6. ELCA colleges need to exercise the gift of administration to bring greater clarity to the programs being offered by our campuses. Global education is frequently a major component of our academic programs. Many faculty, students, and administrators are involved in the administration of the programs. Considerable amounts of tuition revenue are invested in the programs. This is good and as it should be. We do, however, need to be clearer about the purposes and intentions of our programs. Just what is it that we intend to accomplish? What are the assumptions undergirding our pedagogy? What benefit do we hope students will receive from this kind of education? How are students prepared before leaving and how is their re-entry process designed and monitored? What value do students who have studied abroad or off campus contribute to the life of the campus upon returning? How does global education contribute toward faculty and staff development? What, if any, is the difference between a musical group or an athletic team traveling off campus and an overseas study group of students led by a faculty member? It is important for these questions and others like them to be asked in a systematic way on our campuses so that our programs can be more vital.
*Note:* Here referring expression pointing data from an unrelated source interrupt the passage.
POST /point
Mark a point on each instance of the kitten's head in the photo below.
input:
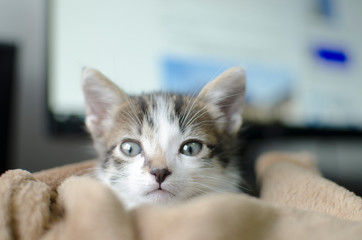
(165, 147)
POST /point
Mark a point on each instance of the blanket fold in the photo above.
(296, 202)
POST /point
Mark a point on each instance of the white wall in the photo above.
(23, 22)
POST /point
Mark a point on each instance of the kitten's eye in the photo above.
(191, 148)
(131, 149)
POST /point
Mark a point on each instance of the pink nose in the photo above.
(160, 174)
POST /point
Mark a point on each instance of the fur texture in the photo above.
(166, 147)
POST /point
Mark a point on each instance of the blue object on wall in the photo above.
(332, 55)
(266, 85)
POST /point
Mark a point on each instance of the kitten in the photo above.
(165, 147)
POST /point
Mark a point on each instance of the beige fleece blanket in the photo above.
(296, 202)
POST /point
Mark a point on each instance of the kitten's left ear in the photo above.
(227, 92)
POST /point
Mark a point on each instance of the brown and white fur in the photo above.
(165, 147)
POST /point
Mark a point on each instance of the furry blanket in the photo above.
(296, 202)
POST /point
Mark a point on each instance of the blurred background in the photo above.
(303, 61)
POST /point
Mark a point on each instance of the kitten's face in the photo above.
(165, 148)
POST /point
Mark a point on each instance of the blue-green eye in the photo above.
(191, 148)
(131, 149)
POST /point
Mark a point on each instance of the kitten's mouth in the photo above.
(160, 191)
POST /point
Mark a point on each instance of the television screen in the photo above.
(303, 58)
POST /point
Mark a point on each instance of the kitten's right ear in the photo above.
(101, 96)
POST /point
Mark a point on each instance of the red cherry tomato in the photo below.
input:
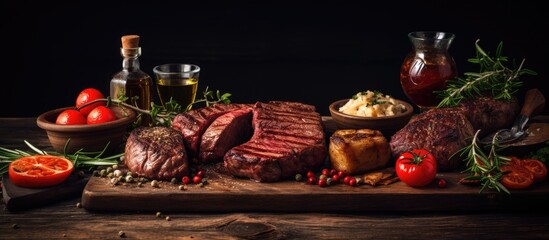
(100, 114)
(39, 171)
(70, 117)
(416, 168)
(87, 95)
(536, 167)
(518, 177)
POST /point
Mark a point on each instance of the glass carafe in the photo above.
(427, 67)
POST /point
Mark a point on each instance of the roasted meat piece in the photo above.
(442, 131)
(288, 139)
(156, 153)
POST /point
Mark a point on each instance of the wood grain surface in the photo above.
(65, 220)
(224, 193)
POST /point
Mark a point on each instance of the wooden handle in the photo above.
(534, 102)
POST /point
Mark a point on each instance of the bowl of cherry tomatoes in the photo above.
(76, 128)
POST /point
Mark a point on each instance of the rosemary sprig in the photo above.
(494, 78)
(482, 167)
(80, 159)
(162, 115)
(209, 98)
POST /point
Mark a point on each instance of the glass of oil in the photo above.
(178, 82)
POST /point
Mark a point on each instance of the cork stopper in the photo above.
(130, 41)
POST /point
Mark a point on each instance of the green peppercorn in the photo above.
(117, 173)
(114, 181)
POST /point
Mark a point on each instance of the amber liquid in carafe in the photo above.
(421, 77)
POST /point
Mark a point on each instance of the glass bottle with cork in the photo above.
(132, 81)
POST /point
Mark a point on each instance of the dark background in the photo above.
(310, 51)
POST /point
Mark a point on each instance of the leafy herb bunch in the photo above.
(493, 78)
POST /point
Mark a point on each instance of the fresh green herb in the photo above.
(494, 78)
(210, 99)
(162, 115)
(80, 159)
(484, 168)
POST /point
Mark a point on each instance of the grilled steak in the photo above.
(442, 131)
(225, 132)
(288, 139)
(488, 114)
(156, 153)
(192, 124)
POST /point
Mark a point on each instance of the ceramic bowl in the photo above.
(89, 138)
(388, 125)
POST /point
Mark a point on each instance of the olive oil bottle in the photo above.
(131, 82)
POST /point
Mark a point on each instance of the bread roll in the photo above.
(358, 151)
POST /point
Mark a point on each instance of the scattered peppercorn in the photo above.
(117, 173)
(185, 180)
(197, 179)
(441, 183)
(129, 178)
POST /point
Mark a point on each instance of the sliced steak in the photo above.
(442, 131)
(288, 139)
(156, 153)
(490, 115)
(225, 132)
(192, 124)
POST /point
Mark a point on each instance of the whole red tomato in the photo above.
(87, 95)
(100, 114)
(70, 117)
(416, 168)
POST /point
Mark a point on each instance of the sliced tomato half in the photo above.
(40, 171)
(537, 167)
(517, 178)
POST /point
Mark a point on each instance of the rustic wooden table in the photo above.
(64, 219)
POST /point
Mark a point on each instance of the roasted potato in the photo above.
(358, 151)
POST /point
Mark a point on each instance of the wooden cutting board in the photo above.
(224, 193)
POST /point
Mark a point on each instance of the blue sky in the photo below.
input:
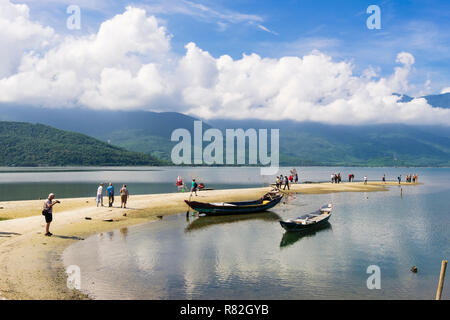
(293, 27)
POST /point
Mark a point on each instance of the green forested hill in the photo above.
(25, 144)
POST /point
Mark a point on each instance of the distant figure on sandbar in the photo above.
(179, 184)
(47, 212)
(110, 192)
(278, 182)
(124, 196)
(286, 183)
(194, 187)
(100, 194)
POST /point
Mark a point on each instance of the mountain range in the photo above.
(301, 143)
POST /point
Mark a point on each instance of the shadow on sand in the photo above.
(9, 234)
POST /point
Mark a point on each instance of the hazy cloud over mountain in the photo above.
(129, 64)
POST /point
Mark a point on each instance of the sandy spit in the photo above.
(31, 265)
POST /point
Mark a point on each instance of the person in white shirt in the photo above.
(100, 194)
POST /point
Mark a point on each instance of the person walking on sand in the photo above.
(194, 187)
(110, 192)
(278, 182)
(100, 194)
(47, 212)
(124, 196)
(286, 183)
I also believe that it could be most helpful for us to consider all of the global education programs collectively being offered by the colleges of the ELCA as a whole. My sense is that, together, we have a portfolio of offerings that, like a portfolio of stock and bonds and real estate, needs to be evaluated and repositioned from time to time for maximum effect. Do we have duplication of effort? Which are the exemplary programs and how can we learn from one another to strengthen the whole? Should/could some agency serve as a kind of broker of programs throughout the ELCA so that all programs are adequately filled and staffed? I believe that our programs are too important and too expensive for each of us to try to offer an exhaustive variety of opportunities for our students and faculty single-handedly. Together, however, we can and do offer a remarkable range of course offerings.

Conclusion

The Psalmist sings out, “The earth is the Lord’s and the fullness thereof, the world and they that dwell therein.” (Psalm 24) A central dynamic of the vocation of the colleges of the ELCA is to inform our various programs of global education with the power and mystery of this verse. Seldom before have we in the colleges of the church needed to embrace the world, its fullness and its peoples, with grace and intelligence and understanding as we need to do so today. Seldom before has it been so absolutely crucial to remember that the earth is the Lord’s, and that it is the Lord who calls us to be agents of justice to the farthest coastlands and to be merciful to those who live next door. Let us pray for wisdom, courage, and freedom so that we might be faithful in the moment.